Oral Presentation ESA-SRB-AOTA 2019

Variation in the aldosterone/renin ratio indicates the need for age- and sex-specific reference ranges when screening for primary aldosteronism (#243)

Pravik Solanki 1 2 , Stella Gwini 3 4 , Peter J Fuller 2 5 , Jimmy Shen 2 5 , James CG Doery 1 6 , Kay Weng Choy 6 , Jun Yang 1 2 5
  1. Department of Medicine, Monash University, Clayton, VIC, Australia
  2. Endocrinology, Monash Health, Clayton, Victoria, Australia
  3. Department of Epidemiology and Preventive Medicine, Monash University, Clayton, Victoria, Australia
  4. University Hospital Geelong, Barwon Health, Geelong, Victoria, Australia
  5. Endocrine Hypertension Group, Hudson Institute of Medical Research, Clayton, VIC, Australia
  6. Pathology, Monash Health, Clayton, Victoria, Australia

Background: The aldosterone/renin ratio (ARR) is the standard screening test for primary aldosteronism (PA), a treatable disease causing ~10 – 20% of hypertension. Current guidelines define ARR>70 (pmol/L)/(mIU/L) as positive regardless of age or sex. However, research suggest that fluctuations in female hormones over the menstrual cycle influence the ARR.

Objective: To characterise variations in the ARR according to age and sex.

Methods: A retrospective analysis of 466 clinically indicated ARRs at Monash Health from December 2016 – June 2018 was conducted.  Patients who were on spironolactone, oral contraceptive pill, pregnant or had a known adrenal condition (including untreated PA) were excluded.

Results: Among patients aged 20-39 years (N=74), females had significantly higher median aldosterone (373.5 vs 231 pmol/L, p=0.017), lower median renin (16.5 vs 23.5 mIU/L, p=0.004), and higher median ARR (20.75 vs 10.49, p<0.001) than males. However, females had lower median systolic (135 vs 145 mmHg, p=0.021) and diastolic (89 vs 96.5 mmHg, p=0.007) blood pressure (BP) than males. These sex differences were not observed in the 40 – 59 years (n=161) or 60 – 79 years (n=157) age groups.
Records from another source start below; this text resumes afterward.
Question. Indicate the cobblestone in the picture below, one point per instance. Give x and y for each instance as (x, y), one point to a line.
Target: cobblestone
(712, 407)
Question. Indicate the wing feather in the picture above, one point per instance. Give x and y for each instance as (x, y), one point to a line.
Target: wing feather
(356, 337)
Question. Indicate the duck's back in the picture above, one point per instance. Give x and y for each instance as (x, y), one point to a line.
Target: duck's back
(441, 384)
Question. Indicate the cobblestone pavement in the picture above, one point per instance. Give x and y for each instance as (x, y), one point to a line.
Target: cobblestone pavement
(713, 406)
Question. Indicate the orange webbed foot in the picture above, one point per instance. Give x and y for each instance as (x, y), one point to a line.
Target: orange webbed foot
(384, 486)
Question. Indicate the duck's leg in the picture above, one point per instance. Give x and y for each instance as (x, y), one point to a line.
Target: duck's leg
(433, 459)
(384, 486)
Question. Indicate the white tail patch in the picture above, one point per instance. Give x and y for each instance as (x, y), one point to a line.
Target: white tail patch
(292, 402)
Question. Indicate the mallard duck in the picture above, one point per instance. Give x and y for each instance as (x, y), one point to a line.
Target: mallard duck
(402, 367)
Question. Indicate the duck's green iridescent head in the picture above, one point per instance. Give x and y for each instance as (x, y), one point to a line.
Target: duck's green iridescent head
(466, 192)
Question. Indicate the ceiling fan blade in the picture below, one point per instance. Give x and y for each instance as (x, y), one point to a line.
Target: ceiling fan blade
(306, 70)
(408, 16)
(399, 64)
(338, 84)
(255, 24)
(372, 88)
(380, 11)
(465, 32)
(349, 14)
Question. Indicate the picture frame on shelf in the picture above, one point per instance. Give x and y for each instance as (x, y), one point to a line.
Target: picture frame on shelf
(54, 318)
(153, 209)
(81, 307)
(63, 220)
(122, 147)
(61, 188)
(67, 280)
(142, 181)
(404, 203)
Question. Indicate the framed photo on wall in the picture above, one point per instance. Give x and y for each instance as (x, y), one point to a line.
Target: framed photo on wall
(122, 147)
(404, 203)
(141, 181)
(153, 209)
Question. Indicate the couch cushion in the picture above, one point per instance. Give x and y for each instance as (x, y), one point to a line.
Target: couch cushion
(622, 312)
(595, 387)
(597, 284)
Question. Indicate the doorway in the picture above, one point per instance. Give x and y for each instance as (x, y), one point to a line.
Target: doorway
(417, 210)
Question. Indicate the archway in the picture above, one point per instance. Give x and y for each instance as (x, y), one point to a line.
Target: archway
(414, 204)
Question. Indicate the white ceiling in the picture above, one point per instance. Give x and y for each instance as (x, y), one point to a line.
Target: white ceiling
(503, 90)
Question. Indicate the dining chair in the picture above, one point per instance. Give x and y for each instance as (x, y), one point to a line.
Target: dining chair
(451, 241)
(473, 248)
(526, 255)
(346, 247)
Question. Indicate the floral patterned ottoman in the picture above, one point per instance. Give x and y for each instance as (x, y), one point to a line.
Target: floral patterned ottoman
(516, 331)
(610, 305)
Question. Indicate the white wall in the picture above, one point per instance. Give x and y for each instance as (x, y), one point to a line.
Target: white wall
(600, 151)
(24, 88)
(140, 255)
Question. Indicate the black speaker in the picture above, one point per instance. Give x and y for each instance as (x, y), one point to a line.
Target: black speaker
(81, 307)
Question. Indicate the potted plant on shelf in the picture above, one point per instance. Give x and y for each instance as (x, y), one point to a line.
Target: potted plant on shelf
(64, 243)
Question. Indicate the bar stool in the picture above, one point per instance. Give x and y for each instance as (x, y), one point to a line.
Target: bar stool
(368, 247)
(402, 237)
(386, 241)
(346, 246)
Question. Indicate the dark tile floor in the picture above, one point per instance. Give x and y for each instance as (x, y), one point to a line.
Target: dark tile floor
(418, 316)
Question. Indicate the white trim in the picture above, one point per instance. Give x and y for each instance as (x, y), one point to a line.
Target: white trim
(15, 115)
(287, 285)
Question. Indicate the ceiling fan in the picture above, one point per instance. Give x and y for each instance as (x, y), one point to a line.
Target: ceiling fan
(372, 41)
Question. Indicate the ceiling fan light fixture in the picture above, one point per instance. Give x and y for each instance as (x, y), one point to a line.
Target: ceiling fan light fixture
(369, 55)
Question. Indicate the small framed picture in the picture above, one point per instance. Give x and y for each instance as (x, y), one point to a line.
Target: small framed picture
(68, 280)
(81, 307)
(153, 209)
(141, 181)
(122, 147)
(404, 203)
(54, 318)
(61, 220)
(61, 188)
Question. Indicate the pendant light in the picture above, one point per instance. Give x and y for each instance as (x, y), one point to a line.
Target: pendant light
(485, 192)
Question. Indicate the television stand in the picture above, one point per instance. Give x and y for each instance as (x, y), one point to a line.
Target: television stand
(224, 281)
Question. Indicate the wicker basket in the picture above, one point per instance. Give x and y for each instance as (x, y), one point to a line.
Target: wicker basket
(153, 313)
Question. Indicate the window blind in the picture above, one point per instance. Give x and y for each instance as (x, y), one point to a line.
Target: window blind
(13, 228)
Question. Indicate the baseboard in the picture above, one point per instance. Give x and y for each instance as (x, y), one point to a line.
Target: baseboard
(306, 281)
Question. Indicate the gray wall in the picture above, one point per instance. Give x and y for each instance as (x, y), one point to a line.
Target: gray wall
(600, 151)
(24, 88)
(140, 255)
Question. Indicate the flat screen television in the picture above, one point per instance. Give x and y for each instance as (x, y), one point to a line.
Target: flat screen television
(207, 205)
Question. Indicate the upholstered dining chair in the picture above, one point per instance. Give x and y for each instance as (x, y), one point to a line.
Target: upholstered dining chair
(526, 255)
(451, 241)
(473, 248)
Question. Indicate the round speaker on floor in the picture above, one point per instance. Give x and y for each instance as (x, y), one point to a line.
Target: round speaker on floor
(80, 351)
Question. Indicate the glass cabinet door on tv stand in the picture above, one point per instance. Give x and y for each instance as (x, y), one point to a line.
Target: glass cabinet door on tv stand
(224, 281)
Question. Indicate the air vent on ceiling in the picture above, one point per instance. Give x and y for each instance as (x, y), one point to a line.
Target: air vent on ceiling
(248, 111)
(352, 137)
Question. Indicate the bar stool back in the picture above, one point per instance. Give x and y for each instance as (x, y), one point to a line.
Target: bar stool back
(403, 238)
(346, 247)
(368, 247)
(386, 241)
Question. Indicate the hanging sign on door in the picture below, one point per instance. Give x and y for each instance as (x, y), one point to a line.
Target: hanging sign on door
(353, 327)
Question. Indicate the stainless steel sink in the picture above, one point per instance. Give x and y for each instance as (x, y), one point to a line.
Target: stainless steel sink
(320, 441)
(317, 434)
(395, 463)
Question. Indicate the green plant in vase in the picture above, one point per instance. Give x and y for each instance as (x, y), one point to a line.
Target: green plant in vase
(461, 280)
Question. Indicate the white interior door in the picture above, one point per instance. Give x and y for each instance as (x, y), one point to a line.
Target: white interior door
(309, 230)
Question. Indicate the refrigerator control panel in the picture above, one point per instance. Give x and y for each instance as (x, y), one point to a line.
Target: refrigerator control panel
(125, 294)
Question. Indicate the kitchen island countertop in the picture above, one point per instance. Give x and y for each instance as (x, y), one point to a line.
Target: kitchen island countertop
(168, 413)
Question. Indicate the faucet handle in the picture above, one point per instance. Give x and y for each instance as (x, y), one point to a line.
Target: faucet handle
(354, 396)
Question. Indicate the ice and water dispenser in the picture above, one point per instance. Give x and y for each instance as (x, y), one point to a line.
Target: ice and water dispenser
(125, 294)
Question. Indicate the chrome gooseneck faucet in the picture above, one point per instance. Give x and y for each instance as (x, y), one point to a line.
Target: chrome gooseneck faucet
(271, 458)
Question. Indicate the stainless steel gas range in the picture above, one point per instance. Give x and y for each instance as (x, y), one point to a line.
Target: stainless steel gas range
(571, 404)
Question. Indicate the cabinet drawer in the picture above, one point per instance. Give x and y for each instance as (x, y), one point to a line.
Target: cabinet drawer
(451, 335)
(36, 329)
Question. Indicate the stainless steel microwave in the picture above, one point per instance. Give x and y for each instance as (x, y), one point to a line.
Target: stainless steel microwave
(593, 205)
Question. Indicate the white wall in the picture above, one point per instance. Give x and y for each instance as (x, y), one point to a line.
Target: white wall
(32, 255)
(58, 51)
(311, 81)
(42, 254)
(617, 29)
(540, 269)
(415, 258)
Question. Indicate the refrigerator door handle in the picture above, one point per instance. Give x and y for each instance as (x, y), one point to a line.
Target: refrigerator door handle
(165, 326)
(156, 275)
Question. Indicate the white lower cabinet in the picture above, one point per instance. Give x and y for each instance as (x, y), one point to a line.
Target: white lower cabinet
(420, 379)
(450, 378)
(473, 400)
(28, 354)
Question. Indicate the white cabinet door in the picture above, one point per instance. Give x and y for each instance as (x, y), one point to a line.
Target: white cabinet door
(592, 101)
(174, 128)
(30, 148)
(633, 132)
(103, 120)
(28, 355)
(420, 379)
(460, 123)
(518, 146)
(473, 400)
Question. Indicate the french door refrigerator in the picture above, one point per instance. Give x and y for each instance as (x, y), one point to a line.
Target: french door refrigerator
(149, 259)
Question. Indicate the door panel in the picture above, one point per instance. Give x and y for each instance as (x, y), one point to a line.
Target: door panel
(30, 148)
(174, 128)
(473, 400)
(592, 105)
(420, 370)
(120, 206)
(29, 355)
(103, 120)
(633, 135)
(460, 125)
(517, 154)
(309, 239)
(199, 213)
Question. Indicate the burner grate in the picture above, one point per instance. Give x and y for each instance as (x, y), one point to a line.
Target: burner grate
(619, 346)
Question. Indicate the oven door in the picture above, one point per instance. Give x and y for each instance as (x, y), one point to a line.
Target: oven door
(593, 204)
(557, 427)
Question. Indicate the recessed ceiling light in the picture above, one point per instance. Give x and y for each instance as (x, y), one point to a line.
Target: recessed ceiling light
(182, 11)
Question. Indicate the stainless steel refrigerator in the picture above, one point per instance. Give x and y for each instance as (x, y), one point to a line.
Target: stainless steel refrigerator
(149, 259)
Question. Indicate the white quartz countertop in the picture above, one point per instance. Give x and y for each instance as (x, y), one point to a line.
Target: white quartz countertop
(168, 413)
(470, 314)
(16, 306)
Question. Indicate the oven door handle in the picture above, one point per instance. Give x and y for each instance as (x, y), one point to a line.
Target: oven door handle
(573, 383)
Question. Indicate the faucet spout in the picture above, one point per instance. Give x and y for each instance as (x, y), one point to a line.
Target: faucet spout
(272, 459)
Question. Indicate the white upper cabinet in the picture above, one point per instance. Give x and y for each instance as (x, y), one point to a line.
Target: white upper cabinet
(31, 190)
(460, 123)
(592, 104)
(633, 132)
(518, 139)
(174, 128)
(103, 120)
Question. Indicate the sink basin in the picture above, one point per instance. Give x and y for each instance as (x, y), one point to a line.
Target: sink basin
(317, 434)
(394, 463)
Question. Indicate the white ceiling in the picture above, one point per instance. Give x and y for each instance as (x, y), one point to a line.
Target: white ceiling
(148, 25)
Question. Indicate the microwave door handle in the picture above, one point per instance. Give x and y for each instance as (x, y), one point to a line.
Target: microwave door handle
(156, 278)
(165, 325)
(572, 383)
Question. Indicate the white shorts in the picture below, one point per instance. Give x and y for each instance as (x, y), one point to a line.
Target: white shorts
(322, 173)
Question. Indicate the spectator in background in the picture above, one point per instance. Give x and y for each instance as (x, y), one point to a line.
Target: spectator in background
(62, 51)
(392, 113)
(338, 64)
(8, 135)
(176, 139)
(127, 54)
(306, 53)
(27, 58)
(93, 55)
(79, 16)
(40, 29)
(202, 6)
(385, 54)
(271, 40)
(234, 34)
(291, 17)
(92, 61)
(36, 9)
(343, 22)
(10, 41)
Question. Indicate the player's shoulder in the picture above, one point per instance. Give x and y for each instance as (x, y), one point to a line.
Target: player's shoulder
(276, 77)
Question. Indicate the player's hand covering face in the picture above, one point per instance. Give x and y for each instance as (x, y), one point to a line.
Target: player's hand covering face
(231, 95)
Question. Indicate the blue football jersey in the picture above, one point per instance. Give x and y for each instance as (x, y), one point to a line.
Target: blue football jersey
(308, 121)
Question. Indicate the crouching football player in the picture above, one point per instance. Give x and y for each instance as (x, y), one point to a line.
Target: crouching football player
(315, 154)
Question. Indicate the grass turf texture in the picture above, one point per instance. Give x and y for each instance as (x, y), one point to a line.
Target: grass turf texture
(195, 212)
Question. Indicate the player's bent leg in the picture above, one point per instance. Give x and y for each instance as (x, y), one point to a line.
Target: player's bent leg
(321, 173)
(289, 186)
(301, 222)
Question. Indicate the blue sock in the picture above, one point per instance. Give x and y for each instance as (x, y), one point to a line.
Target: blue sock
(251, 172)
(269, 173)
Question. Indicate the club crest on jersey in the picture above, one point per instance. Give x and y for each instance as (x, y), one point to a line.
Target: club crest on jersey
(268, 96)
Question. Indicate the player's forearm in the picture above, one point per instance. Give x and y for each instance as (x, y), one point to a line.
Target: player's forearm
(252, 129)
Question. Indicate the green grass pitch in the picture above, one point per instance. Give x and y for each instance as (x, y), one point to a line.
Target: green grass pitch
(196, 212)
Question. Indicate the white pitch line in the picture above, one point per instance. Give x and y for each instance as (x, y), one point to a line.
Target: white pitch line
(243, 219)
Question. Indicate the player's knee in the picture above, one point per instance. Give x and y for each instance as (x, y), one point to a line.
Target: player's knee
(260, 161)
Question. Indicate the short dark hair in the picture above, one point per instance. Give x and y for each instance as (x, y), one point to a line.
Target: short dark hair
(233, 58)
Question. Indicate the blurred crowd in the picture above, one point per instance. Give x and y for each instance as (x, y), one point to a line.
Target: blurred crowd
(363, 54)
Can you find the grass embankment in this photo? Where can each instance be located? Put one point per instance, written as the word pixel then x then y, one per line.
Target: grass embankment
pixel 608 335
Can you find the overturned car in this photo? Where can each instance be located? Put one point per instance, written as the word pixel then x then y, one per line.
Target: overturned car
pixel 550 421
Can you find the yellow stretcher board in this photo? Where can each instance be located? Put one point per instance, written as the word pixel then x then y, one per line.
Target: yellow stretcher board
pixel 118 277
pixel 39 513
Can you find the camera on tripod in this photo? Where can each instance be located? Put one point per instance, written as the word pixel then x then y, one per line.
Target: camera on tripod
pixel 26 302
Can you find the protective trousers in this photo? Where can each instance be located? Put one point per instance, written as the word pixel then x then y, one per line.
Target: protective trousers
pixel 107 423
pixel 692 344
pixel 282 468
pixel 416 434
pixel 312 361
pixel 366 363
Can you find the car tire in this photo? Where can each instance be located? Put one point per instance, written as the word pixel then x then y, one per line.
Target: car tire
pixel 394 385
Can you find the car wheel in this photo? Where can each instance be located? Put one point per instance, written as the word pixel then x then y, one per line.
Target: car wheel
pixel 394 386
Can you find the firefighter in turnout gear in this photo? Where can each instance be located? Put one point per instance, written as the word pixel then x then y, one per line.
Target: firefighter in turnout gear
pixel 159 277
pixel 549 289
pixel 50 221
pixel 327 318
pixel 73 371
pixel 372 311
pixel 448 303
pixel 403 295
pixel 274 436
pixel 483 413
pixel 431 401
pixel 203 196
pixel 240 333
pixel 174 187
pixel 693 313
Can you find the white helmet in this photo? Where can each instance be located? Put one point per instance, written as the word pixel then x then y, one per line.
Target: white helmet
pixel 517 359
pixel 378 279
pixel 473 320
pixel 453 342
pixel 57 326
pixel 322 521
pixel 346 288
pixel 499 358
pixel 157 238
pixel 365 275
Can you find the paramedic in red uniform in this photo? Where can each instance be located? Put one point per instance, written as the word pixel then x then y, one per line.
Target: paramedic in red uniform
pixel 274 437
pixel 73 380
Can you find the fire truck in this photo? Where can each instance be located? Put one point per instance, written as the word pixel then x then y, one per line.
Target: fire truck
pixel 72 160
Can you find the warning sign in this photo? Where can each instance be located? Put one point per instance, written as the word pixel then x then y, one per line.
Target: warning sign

Females were then divided into pre- and post-menopausal groups with an arbitrary cut-off at age 45.  Women ≤45 years had significantly higher median aldosterone levels (364 vs 273 pmol/L, p=0.047), lower systolic BP (139 vs 148 mmHg, p=0.002), but higher diastolic BP (89.5 vs 80 mmHg, p=0.001) than those aged >45.

Conclusion: The ARR is significantly higher in pre-menopausal women but not associated with higher systolic BP, suggesting the potential for false positive results if a single ARR reference range is applied to both sexes at all ages. Our findings highlight the need for age- and sex-specific ARR reference ranges, particularly for premenopausal women, to increase the specificity of the ARR when screening for PA.